Oct 8, 2010, 1:27 PM
This year has been a challenging one for journalism in The Gambia. So far, it has been one court case after another, culminating last Thursday in the conviction and sentencing to a two-year jail term of six journalists. It all began with the false publication charge against The Point newspaper this February. Barely had that case got underway when the citizenship of the paper's managing editor Mr Pap Saine was deemed suspect. He was arraigned before the Banjul Magistrates' Court to prove his citizenship. He was eventually acquitted and discharged - just as the false publication was to be dropped later.

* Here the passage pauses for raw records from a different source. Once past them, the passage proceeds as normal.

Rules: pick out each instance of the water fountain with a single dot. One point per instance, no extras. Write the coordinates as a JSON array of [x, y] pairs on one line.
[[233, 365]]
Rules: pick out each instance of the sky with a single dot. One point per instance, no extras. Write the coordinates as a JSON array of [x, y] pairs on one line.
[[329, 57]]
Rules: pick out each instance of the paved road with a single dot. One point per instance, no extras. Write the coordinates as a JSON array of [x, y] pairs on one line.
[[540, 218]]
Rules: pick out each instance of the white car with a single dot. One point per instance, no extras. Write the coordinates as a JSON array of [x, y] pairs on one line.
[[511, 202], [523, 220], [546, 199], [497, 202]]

But Mr Saine hardly had time to celebrate his court victory. He had scarcely reached The Point offices when he was invited to the National Intelligence Agency (NIA) headquarters for questioning over a publication in The Point's issue of 15 June 2009. He was there with Sarata Jabbi-Dibba, Ebrima Sawaneh, Pa Modou Faal and Emil Touray. Later they were joined by Sam Sarr and Abubakar Saidykhan. Sarr, managing editor of Foroyaa newspaper, had published the same article a few days earlier. All of them were later charged with a six-count charge of conspiracy, sedition and criminal defamation.
While this case was going on, another journalist was also sentenced to a fine of fifty thousand dalasis for publishing false information.
Only one of the seven journalists (Abubakar Saidykhan) charged with conspiracy, sedition and criminal defamation was set free as it shown during that he was simply trying to take photos while his boss Sam Sarr was arrested.
It is superfluous to go into the details of the trial here; it was like a soap opera that held the nation spellbound while it lasted. Every night, people stayed glued to their TV sets to catch up on the latest developments in the case, just as they besieged newsstands every morning to keep abreast of the turns and twists in the case. In the defining moments of the trial, both Saine and Sarr asserted that they published the said article "in the interest of democracy and press freedom", as enshrined in the Universal Declaration of Human and Peoples' Rights, and to promote the free flow of information as the country's constitution upholds divergent views. Both men were strong and resilient and inspiring and noble in their most trying moment yet.
We are grateful to all those who stood shoulder to shoulder with us during our ordeal - friends, relatives, and well wishers. Your presence, words of encouragement and material support were the tonic that kept us going throughout the trial - and still keep us going into the unknown future. Sooner or later we shall look back to Thursday, 6 August 2009 as the day when Gambian journalism was re-built rather than broken.
"Nothing happens to any thing which that thing is not made by nature to bear."